Right now I feel like the guy who was told, “Cheer up — things could be worse!” So he cheered up, and sure enough, things got worse.
Just look at what has happened to the Canadian currency, the "Loonie". Bloomberg reports that the Canada's currency is headed for its worst monthly fall since at least 1950 and the yield on the two- year bond touched the lowest in almost two decades on speculation the economic slump will deepen and oil will decline further:
Finally, please read Edward Harrison's blog entry in Seeking Alpha, Currency Crisis in the Making:
The loonie, as the currency is known because of the aquatic bird on the one-dollar coin, touched the lowest since September 2004. Crude accounted for 10 percent of Canada's export revenue in 2007.
``We're right off the charts in terms of how big this decline is,'' said Doug Porter, deputy chief economist with BMO Capital Markets in Toronto. ``We continue to see tremendous volatility in all financial markets and that's most definitely affecting the currency markets as well.''
Canada's dollar declined as much as 2.9 percent to C$1.2842 per U.S. dollar, from C$1.2472 yesterday, the lowest since Sept. 23, 2004. It traded at C$1.2734 at 2:24 p.m. in Toronto. One Canadian dollar buys 78.53 U.S. cents. The currency is down 7.2 percent since Oct. 17, its fourth straight weekly decline, the longest losing streak in almost a year.

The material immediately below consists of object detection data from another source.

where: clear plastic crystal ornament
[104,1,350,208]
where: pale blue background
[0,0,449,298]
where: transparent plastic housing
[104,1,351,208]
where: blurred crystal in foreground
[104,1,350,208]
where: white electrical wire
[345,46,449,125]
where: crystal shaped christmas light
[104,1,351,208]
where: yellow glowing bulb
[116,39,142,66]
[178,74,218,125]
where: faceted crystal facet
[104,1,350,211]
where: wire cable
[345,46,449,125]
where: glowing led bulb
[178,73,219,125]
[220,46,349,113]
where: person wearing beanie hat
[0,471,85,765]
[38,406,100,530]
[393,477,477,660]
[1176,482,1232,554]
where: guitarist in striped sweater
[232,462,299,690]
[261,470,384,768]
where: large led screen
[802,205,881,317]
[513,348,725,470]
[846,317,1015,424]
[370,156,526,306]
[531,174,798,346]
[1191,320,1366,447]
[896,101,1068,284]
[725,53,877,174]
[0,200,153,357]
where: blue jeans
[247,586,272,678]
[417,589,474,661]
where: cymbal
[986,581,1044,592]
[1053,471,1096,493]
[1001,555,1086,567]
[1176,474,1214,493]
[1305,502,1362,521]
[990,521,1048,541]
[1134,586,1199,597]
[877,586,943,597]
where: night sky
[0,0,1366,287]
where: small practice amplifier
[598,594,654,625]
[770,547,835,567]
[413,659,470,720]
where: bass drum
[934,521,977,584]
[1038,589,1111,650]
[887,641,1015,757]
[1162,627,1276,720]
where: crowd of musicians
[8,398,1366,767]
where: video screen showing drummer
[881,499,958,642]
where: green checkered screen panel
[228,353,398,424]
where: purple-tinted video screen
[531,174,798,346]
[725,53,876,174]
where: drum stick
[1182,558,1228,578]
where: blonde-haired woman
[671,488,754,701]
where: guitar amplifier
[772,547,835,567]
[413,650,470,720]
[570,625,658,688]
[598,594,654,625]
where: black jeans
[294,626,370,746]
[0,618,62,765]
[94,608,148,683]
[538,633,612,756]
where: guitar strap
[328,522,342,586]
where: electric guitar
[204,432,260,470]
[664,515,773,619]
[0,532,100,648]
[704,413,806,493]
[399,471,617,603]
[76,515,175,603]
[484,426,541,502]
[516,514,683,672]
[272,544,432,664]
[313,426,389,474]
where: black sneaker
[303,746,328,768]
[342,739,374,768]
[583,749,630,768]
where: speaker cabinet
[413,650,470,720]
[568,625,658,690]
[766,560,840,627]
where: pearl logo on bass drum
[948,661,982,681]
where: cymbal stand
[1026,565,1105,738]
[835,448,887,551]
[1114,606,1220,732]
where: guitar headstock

The loonie has dropped 16 percent since Sept. 30, the most in a month since 1950, according to Bloomberg and Bank of Canada data. The Canadian dollar was fixed to the U.S. currency from the founding of the country's central bank in 1939 until after World War II, according to the bank's Web site. It was allowed to float from 1950 until 1962, and then again from June 1970.
``Overnight we've seen the Canadian dollar go from a little burst of strength to incredible and further weakness,'' Porter said. ``The two main drivers here are risk aversion by investors everywhere in the face of what look to be very weak equity markets. But also there seems to be a lack of liquidity in markets which is amplifying the moves we're seeing in all currencies.''
The loonie's second-largest monthly drop was 6.2 percent in November 1976, after Quebec, the country's second-most populous province, elected the separatist Parti Quebecois, ``prompting markets to make a major reassessment of the Canadian dollar's prospects,'' wrote James Powell, author of a book on the history of the currency.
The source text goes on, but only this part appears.